IE 11 is not supported. For an optimal experience visit our site on another browser.

Friends in the kitchen help Cook on ‘Idol’

The Deer Creek Valley around rural Selma, Ore., only has about 3,000 people, but on “Idol” night, many of them are poised to vote as many times as they can for Kristy Lee Cook.
/ Source: The Associated Press

Desiree Eddy cooks for the folks who crowd the Country Folks Restaurant on “American Idol” night, but she doesn’t let that keep her from the telephone.

Dialing as fast as she can, Eddy figures she can vote 600 times for local contestant Kristy Lee Cook — if the toll-free phone lines don’t jam up, that is.

“We stay up and vote non-stop,” said Eddy, who has to get up long before dawn to start the grill for breakfast. “She comes from such a small town that we have to vote twice as hard to keep her in.”

The Deer Creek Valley around this small rural crossroads only has about 3,000 people, but on “Idol” night, many of them are poised to vote as many times as they can for Cook.
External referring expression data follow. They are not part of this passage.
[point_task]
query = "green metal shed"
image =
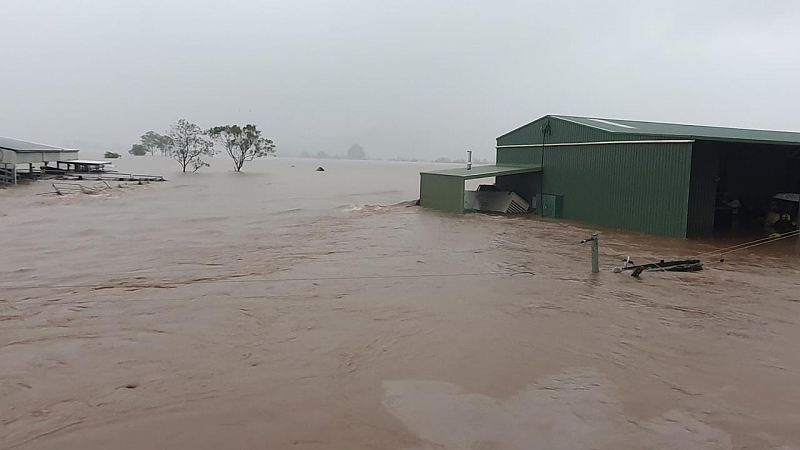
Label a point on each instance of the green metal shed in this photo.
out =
(653, 177)
(444, 189)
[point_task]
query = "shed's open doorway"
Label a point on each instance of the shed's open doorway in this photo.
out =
(757, 190)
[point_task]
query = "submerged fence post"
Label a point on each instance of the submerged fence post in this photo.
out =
(595, 252)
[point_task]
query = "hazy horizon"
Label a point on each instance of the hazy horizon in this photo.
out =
(413, 79)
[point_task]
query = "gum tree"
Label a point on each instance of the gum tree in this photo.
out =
(188, 144)
(242, 144)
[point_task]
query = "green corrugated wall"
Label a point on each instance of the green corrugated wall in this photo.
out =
(442, 192)
(642, 187)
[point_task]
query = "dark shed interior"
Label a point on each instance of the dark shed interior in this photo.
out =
(733, 186)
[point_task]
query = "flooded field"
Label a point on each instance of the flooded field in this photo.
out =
(287, 308)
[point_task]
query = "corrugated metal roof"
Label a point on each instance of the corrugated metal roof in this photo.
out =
(25, 146)
(486, 171)
(674, 130)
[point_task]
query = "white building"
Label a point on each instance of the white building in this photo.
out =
(14, 152)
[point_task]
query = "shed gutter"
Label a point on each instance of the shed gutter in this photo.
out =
(573, 144)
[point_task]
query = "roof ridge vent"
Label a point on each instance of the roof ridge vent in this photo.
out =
(608, 122)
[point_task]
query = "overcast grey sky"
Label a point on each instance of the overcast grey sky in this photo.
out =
(417, 78)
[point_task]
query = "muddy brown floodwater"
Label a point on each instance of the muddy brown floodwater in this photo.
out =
(283, 308)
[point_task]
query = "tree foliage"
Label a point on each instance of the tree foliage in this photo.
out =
(242, 143)
(356, 152)
(137, 150)
(153, 141)
(188, 144)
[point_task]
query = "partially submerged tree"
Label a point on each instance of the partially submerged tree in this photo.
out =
(242, 143)
(188, 144)
(137, 150)
(153, 141)
(356, 152)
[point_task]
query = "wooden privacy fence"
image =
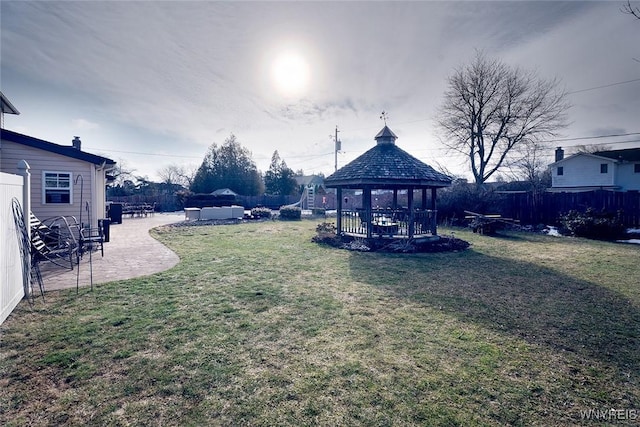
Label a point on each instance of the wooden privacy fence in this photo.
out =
(546, 208)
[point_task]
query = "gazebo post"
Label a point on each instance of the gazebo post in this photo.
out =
(434, 221)
(387, 167)
(411, 213)
(339, 211)
(366, 202)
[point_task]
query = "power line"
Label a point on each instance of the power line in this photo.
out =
(592, 137)
(603, 86)
(144, 154)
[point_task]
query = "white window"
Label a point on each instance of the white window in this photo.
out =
(57, 187)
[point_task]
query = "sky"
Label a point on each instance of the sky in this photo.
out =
(154, 83)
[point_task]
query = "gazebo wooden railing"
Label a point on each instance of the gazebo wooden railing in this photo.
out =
(393, 223)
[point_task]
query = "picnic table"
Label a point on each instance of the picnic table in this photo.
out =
(139, 210)
(487, 223)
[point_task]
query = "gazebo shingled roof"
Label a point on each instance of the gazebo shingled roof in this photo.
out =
(386, 165)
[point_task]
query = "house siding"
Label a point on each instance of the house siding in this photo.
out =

Country Folks owners Alicia and Stan Kinsey, Eddy’s mom and dad, keep the restaurant open past their normal 3 p.m. closing so folks who don’t have satellite TV can come and watch; for those who can’t, they put Cook’s voting number on the reader board outside.
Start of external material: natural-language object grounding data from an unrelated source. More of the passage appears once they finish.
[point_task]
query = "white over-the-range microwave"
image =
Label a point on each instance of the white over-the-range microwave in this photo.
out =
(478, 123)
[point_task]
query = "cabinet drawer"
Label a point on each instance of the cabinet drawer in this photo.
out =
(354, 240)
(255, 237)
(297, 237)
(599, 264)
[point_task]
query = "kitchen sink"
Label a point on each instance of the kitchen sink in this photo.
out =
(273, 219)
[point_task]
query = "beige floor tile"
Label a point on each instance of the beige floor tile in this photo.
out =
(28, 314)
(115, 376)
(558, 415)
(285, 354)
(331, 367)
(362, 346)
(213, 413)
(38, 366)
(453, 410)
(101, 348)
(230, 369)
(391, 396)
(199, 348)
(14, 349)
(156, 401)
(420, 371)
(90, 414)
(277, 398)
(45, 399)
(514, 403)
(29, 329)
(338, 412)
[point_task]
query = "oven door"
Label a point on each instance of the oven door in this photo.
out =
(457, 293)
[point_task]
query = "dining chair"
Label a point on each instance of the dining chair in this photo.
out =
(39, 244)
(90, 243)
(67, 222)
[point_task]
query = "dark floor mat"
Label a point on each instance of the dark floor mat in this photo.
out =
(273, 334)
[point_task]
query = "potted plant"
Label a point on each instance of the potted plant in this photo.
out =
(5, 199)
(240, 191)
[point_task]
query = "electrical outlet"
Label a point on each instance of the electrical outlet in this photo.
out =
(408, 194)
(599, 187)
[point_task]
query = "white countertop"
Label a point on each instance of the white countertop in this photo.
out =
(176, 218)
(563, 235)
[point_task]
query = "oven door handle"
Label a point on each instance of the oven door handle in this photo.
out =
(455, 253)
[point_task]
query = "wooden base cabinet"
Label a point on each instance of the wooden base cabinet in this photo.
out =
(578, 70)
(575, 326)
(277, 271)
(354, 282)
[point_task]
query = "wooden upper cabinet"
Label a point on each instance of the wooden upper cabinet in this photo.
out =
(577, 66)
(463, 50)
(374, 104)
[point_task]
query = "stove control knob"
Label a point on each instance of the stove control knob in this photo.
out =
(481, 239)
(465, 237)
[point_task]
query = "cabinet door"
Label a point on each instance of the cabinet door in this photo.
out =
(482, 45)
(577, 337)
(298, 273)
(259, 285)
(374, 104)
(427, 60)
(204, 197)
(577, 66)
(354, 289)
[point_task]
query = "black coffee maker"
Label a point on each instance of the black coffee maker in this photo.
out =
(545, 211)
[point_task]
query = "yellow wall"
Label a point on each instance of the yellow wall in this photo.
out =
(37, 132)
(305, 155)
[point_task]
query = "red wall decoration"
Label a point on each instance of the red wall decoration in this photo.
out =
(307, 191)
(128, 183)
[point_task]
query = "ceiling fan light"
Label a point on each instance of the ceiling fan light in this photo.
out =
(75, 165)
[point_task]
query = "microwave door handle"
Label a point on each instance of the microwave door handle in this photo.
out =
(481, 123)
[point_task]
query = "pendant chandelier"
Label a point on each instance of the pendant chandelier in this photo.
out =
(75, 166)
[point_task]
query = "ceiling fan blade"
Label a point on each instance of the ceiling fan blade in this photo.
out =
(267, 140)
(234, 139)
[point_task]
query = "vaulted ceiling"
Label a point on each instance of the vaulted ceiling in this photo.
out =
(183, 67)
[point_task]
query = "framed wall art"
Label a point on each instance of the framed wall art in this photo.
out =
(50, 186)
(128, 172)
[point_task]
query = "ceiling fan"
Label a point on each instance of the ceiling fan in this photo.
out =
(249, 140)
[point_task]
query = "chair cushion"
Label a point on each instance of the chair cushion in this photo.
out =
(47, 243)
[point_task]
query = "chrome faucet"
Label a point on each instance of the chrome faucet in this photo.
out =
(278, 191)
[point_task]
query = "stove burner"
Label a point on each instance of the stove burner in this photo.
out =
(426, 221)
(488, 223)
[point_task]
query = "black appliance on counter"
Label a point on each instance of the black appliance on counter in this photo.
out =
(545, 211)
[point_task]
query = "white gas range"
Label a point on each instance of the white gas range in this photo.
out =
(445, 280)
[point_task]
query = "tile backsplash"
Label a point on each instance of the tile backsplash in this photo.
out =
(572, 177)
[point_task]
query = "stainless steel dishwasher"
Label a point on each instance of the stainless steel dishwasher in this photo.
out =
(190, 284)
“It just kind of grew,” said Eddy. “Now it’s huge. The customers are really cool. They come about 7 and order so we can get everything out by 8 o’clock and we all can watch. It’s like family.”

Selma is an unincorporated community on the edge of the Rogue-Siskiyou National Forest; the community was in the heart of Oregon’s gold rush in the 1850s and the timber boom after World War II. Both have gone bust, leaving Selma with a handful of businesses mostly focused on drawing passers-by off the two-lane blacktop, and a scattering of rural homes ranging from mansions to singlewides. Horses, llamas and goats graze in grassy fields and snowcapped mountains ring the valley.

In 2002, Selma feared for its very life as the Biscuit fire, the biggest in the nation that year at 500,000 acres, bore down.

Born in the Seattle area, Cook, 24, moved to a log house here as a 14-year-old, when her parents, Larry and Carlene Cook, were looking for a place that split the distance between Reno, Nev., where one daughter was a swimmer at the University of Nevada, and Eugene, Ore., where a son was a wide receiver at the University of Oregon.

None would comment for this story because “Idol” has confidentiality agreements from family and friends of contestants.

The Grants Pass Daily Courier has followed Cook’s career, reporting that she got her big break in 1998, when she opened at a nearby music festival for Glen Campbell. That led to a record deal and an album. Her dad, a softball coach at a junior college in Northern California, told the newspaper that after failing an “Idol” audition in San Diego Kristy sold a horse to pay for a second try in Philadelphia, where her rendition of “Amazing Grace” got her in.

Back home, Cook rides horses and stops in for country fried steak or cinnamon roll French toast at the Country Folks Restaurant, where she always sits in a corner booth, said Eddy.

At the neighboring Clear Creek Family Practice, Dr. Katherine Mechling doesn’t watch TV, but follows Cook’s fortunes in the newspaper. Her 14-year-old niece, Audrey Mechling, doesn’t know Cook, but was thrilled and surprised to see her on TV during the Philadelphia auditions for “Idol.”

“We were like, ‘I bet she’s not going to be good,’ but then she made it,” said Audrey, pulling off a set of soapy gloves and putting down a scouring pad to talk. “It’s so cool, because no one had ever heard of Selma before.”

At the Crystal Kaleidoscope, owner Louis Swisher has been undaunted by the tough criticism leveled at Cook by judge Simon Cowell.

“When he does say something good,” Swisher said, “it means a lot more.”